Groundwater’s importance to California extends far beyond wine grapes; it provides up to 60 percent of the total water supply in a dry year.  But after decades of groundwater reliance and insufficient recharge of water back into the ground, many such basins around California are overtapped.  It doesn’t help that groundwater is inherently hard to see, measure and understand. Passage of the Sustainable Groundwater Management Act (SGMA) in 2014 provided a framework to manage groundwater in California by requiring newly designated agencies to create plans to guide each groundwater basin to sustainability.  To implement SGMA, the California Department of Water Resources (DWR) recently released emergency regulations that will help local agencies shape the plans. 

But creating a good plan is only the start.  Monitoring is key to a successful outcome. One basic and crucial piece of information that must be gathered is groundwater elevations, or levels. Knowing if aquifer elevations are increasing, decreasing or stable, and where this is happening, alerts managers to the potential for a variety of problems and highlights where management efforts need to be focused.
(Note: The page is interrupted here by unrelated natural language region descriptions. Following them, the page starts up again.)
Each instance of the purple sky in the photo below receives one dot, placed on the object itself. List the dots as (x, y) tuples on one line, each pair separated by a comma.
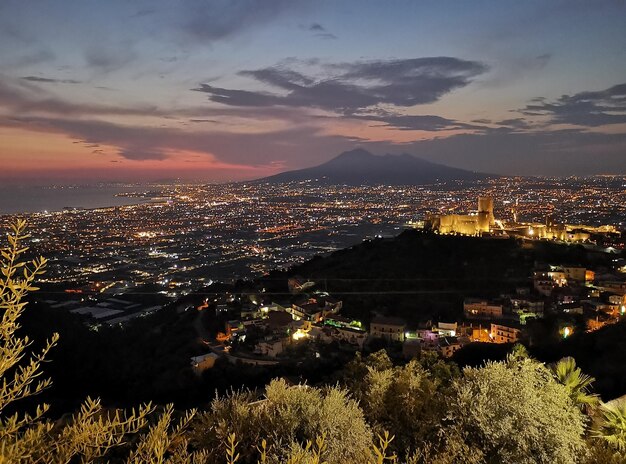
[(226, 90)]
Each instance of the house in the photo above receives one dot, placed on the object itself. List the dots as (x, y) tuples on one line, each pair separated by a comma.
[(270, 348), (278, 320), (389, 328), (504, 334), (411, 349), (309, 310), (203, 362), (298, 284), (481, 309), (448, 346)]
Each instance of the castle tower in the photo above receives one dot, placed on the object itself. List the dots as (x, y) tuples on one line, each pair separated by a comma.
[(485, 206)]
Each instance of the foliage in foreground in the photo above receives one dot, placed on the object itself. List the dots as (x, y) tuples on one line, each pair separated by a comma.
[(423, 412)]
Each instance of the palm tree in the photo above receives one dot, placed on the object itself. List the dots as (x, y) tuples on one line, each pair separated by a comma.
[(610, 424), (578, 384)]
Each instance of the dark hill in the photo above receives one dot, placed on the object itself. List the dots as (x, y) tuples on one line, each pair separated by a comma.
[(360, 167), (417, 275)]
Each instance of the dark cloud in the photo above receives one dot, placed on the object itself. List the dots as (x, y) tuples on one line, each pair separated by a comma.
[(590, 109), (303, 145), (555, 153), (516, 123), (109, 58), (326, 36), (429, 123), (38, 57), (350, 87), (211, 21), (50, 80)]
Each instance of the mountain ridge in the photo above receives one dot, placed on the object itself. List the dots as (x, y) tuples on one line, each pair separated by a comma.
[(360, 167)]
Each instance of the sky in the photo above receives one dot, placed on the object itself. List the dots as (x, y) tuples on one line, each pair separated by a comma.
[(215, 91)]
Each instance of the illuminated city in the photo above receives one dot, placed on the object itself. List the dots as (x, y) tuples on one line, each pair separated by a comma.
[(312, 232)]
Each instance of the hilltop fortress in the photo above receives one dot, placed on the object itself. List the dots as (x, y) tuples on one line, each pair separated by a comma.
[(483, 221)]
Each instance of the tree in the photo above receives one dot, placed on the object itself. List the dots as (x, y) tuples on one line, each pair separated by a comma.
[(578, 384), (286, 419), (515, 411), (408, 401), (92, 432), (610, 424)]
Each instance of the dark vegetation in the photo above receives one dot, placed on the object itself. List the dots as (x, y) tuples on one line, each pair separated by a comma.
[(417, 276)]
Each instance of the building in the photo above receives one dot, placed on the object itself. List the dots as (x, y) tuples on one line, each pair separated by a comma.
[(481, 309), (476, 223), (203, 362), (504, 334), (389, 328)]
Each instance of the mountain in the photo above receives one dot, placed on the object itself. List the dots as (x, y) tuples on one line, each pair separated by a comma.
[(360, 167)]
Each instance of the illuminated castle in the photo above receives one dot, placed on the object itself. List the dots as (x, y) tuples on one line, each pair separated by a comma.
[(469, 224)]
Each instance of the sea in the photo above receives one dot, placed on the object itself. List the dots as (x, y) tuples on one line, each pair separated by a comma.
[(22, 199)]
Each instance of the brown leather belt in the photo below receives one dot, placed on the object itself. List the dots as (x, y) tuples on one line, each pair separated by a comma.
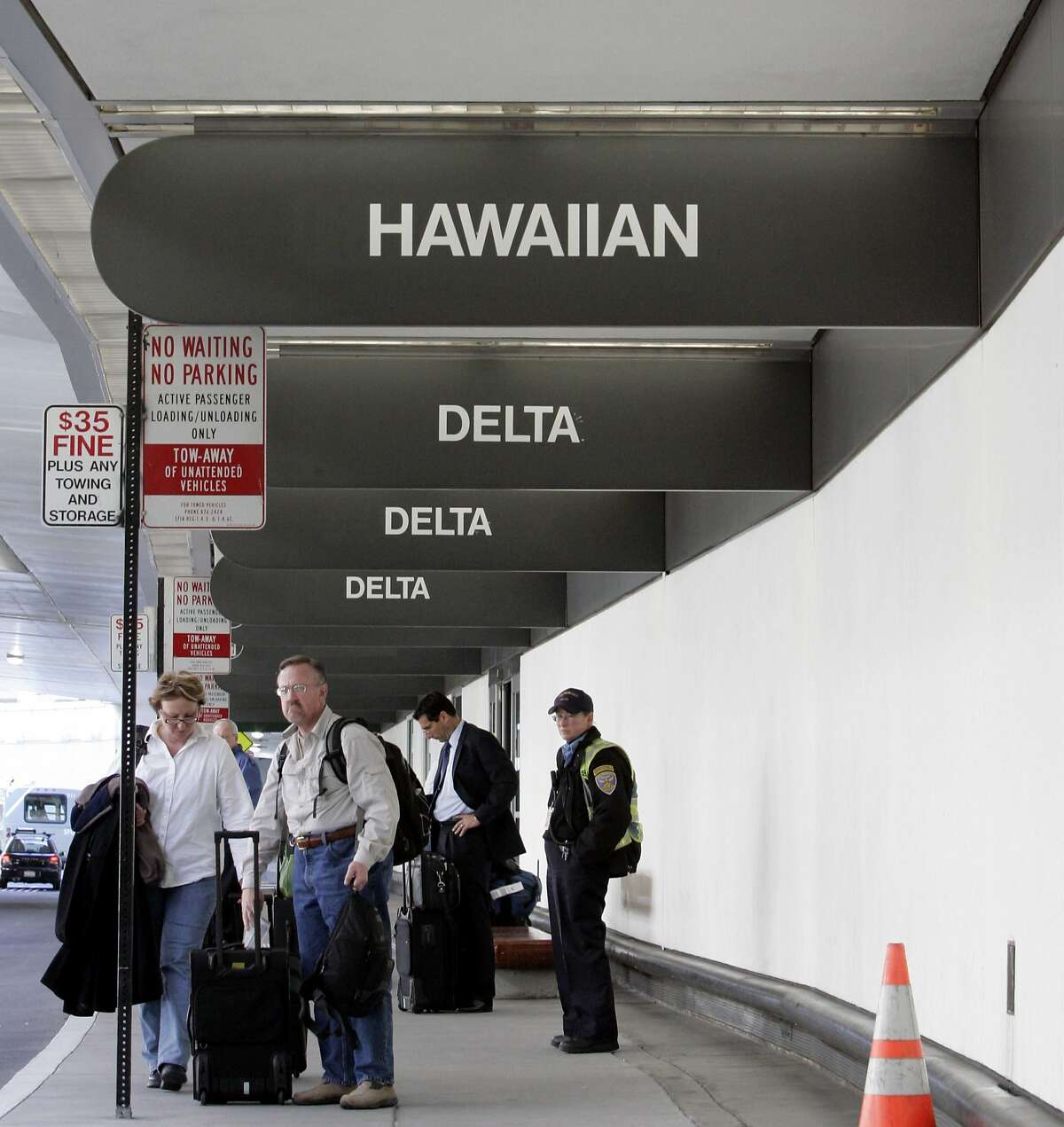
[(312, 841)]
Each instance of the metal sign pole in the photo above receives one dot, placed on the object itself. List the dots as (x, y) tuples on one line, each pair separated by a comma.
[(127, 828)]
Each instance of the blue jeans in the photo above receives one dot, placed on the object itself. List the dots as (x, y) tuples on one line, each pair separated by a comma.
[(319, 894), (181, 916)]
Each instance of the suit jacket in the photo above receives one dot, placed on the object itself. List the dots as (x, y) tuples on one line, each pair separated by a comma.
[(485, 780)]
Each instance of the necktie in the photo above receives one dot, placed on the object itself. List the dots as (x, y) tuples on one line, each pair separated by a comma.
[(442, 768)]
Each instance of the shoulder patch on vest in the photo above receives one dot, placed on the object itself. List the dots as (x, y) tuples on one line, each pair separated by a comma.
[(606, 780)]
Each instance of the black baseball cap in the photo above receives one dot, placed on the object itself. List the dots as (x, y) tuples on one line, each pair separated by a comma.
[(572, 700)]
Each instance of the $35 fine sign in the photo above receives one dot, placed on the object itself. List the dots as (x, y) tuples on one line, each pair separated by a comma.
[(82, 477)]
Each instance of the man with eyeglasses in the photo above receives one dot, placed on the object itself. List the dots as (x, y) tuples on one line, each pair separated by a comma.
[(593, 833), (195, 788), (343, 833)]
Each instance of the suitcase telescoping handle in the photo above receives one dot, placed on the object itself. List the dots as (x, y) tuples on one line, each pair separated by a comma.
[(223, 835)]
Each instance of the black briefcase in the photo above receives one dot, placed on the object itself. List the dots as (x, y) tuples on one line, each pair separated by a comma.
[(425, 957), (246, 1015)]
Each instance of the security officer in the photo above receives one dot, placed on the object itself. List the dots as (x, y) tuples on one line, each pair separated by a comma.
[(593, 833)]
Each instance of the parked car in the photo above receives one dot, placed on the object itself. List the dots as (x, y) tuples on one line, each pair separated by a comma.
[(30, 857)]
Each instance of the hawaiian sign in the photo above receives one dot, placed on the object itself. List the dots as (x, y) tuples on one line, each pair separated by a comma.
[(82, 478)]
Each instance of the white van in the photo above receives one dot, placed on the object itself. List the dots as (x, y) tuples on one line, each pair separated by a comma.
[(45, 810)]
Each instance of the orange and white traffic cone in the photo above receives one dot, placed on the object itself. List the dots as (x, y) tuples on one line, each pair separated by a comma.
[(896, 1090)]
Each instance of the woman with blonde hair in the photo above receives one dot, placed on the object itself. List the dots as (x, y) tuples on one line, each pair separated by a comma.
[(196, 789)]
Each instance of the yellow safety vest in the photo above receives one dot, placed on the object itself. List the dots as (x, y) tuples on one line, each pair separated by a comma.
[(634, 833)]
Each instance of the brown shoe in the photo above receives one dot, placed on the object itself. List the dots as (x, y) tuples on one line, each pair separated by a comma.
[(369, 1094), (323, 1093)]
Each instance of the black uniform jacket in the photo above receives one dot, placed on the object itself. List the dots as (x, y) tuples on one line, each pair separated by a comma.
[(485, 780), (83, 973), (592, 840)]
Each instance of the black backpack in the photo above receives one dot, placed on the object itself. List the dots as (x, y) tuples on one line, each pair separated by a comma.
[(411, 831), (354, 970)]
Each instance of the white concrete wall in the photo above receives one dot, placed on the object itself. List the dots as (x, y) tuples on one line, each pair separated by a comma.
[(476, 708), (843, 722)]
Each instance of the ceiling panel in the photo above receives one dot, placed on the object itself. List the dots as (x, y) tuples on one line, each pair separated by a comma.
[(483, 51)]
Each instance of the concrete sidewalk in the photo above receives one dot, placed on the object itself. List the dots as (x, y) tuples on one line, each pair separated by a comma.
[(491, 1069)]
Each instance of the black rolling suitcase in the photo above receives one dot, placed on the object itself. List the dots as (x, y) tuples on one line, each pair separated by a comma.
[(246, 1017), (426, 943)]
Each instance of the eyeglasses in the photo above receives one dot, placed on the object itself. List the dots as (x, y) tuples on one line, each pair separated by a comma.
[(299, 690), (173, 720)]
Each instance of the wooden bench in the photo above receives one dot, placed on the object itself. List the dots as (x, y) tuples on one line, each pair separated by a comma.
[(522, 949), (524, 964)]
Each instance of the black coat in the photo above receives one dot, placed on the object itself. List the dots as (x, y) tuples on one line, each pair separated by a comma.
[(83, 973), (485, 780)]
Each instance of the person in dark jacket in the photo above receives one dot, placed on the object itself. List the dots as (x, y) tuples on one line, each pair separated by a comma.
[(473, 826), (593, 833), (83, 973)]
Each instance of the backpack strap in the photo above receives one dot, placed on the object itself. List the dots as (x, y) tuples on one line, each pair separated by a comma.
[(282, 755), (333, 751)]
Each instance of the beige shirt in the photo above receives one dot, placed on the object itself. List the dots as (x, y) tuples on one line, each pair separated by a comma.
[(312, 801)]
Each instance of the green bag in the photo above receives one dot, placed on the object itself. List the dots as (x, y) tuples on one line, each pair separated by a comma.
[(286, 870)]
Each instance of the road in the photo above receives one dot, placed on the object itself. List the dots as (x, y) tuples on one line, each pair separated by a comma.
[(29, 1014)]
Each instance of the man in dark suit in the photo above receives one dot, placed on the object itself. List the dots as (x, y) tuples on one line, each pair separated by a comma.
[(471, 826)]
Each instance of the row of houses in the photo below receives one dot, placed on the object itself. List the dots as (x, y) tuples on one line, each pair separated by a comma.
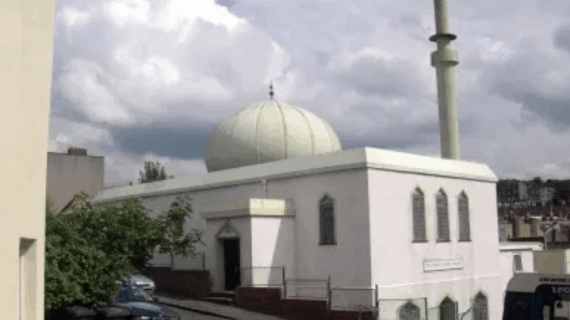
[(524, 194)]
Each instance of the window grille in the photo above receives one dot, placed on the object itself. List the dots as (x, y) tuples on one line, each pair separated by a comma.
[(409, 311), (517, 263), (464, 224), (326, 221), (418, 216), (480, 307), (442, 217)]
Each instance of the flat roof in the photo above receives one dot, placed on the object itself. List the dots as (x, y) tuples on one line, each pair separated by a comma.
[(67, 154), (385, 160)]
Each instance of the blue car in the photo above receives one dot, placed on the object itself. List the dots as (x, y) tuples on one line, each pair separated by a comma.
[(140, 304)]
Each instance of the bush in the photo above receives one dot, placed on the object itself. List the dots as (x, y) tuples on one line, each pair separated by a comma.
[(89, 248)]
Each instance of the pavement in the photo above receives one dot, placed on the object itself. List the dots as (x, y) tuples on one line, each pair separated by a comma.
[(213, 309)]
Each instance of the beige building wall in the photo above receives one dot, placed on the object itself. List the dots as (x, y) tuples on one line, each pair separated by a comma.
[(69, 174), (26, 30)]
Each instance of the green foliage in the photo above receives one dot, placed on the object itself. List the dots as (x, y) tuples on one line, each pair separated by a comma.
[(176, 242), (153, 171), (89, 248)]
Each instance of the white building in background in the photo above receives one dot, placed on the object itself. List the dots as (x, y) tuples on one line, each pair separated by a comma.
[(26, 33), (281, 192), (72, 172)]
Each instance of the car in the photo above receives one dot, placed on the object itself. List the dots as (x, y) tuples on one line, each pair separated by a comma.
[(140, 304), (146, 283)]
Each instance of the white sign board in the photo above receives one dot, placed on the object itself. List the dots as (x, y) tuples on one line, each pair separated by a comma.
[(441, 265)]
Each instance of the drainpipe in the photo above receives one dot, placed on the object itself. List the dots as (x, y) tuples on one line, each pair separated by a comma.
[(554, 226), (264, 184)]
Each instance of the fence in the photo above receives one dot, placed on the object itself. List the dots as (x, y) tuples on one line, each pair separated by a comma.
[(312, 289), (402, 309), (263, 276)]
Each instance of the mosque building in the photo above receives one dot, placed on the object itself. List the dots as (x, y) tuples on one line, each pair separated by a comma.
[(283, 199)]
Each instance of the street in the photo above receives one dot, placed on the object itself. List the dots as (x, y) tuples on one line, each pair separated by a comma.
[(189, 315)]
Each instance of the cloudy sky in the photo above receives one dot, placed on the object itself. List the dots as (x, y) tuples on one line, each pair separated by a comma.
[(137, 80)]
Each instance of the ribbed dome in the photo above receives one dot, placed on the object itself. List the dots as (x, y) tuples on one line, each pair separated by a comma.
[(268, 131)]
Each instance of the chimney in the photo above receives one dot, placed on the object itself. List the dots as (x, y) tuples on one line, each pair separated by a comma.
[(76, 151), (444, 59)]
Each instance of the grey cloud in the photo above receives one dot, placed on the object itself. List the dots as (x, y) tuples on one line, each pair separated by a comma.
[(165, 139), (562, 37), (370, 75)]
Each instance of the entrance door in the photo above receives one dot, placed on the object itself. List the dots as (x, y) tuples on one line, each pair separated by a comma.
[(232, 263)]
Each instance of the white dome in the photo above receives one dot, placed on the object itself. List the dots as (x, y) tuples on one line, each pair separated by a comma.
[(268, 131)]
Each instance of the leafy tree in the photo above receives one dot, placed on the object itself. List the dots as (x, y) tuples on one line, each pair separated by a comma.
[(177, 243), (91, 247), (153, 171), (78, 270)]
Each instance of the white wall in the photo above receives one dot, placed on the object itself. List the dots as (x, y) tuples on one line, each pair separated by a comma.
[(272, 244), (348, 262), (67, 175), (392, 234), (26, 30)]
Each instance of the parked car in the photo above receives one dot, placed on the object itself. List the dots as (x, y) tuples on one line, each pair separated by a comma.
[(144, 282), (140, 304)]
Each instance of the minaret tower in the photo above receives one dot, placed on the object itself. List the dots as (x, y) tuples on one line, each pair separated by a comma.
[(444, 59)]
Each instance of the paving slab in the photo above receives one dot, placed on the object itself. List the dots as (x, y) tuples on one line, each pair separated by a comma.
[(228, 312)]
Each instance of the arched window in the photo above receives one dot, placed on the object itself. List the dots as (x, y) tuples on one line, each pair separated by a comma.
[(463, 210), (442, 217), (418, 216), (326, 220), (448, 309), (480, 307), (409, 311)]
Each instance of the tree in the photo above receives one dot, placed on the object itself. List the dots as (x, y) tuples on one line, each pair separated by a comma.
[(153, 171), (174, 219), (91, 247)]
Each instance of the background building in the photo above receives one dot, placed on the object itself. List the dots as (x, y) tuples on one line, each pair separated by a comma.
[(72, 172), (26, 30)]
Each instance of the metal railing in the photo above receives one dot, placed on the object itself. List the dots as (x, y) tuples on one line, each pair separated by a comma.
[(260, 276), (444, 312), (393, 309), (313, 289)]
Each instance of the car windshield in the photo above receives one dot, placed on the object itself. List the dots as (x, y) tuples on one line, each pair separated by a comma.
[(132, 293)]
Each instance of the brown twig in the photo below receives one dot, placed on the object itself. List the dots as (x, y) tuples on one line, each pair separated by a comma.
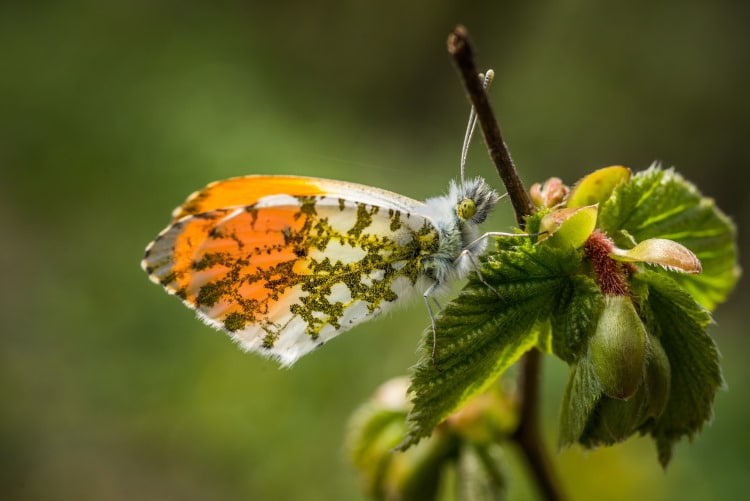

It is hard to overstate how fundamentally important groundwater levels data are to understanding aquifer health. 

DWR’s draft regulations underscore the importance of groundwater levels by calling for “a sufficient density of monitoring wells capable of collecting representative measurements through depth discrete perforated intervals to adequately characterize the potentiometric surface for each of the principal aquifers.”  This basically means having enough monitoring wells for each main aquifer in order to determine groundwater levels.  Understanding the health of each of the different aquifers in a system requires measuring each aquifer separately. This is what a dedicated monitoring well does: it is targeted and screened to a specific aquifer.

While simple in concept, developing a robust system of monitoring wells is not easy or cheap. Dedicated monitoring wells are expensive: one could easily run between $100,000 to $200,000.  Many groundwater basins in California have multiple aquifers at depth, which means that developing a dedicated monitoring well requires drilling separate wells “screened” or perforated to measure conditions for each aquifer. 

Factors such as geology, casing, well depth, and borehole diameter affect costs.  It is also more expensive to drill deeper wells: for example, the Water Replenishment District of Southern California’s ballpark estimates for drilling monitoring wells are $70 to $100 per foot for a well around 100 feet or less, $150 to $200 per foot for a 100 to 500 foot well, and $250 to $350 per foot for anything over 500 feet.  Other expenses such as land acquisition and permitting could increase the total significantly.

Given the expense of dedicated monitoring wells, many agencies cannot afford to have as many as they need to cover their management area. To address data gaps, many water agencies use production wells, or those developed for water supply, to monitor groundwater.  Domestic production wells such as those drilled for household use typically access one shallow aquifer.  Many larger municipal production wells access multiple aquifers in order to pump more water at once.

Recently released results from a survey of investigated local groundwater data collection practices conducted by Tara Moran and others at Stanford University found that monitoring wells account for only about a quarter of the wells used in groundwater monitoring networks, with the majority of monitoring done using production wells.  Of concern is the fact that 12 percent of monitoring networks do not have a single dedicated monitoring well.

While production wells can be a useful component in a groundwater monitoring program, results from these wells have their limitations and may be misleading. Because production wells are intended to maximize water production, they can be screened across multiple aquifers.  Measured groundwater levels (or water quality data, for that matter) could then be indicative of conditions across all the aquifers, rather than of a single aquifer.  Production wells that are screened across multiple aquifers are most useful for monitoring when their data can be correlated with nearby dedicated monitoring wells.  

On an even more basic level, sometimes production wells are missing basic information such as well depth or geology to indicate what aquifers the well is tapped into.  Data from these wells are typically qualified, such as being assigned a lower weight when used in groundwater models. Or they may be discarded when more accuracy is desired. 

While the gold standard for obtaining aquifer-specific groundwater levels is through the use of targeted, short-screened dedicated monitoring wells, production wells are already a vital (or the only) part of many local water agencies’ monitoring programs. Given that many water agencies currently have very limited information about their groundwater systems, it makes sense to start with any information they can get, such as data from production wells, while prioritizing investment in dedicated monitoring wells.  Developing a comprehensive groundwater monitoring network will take time; however, resources such as grant funding from the state will help expedite this process.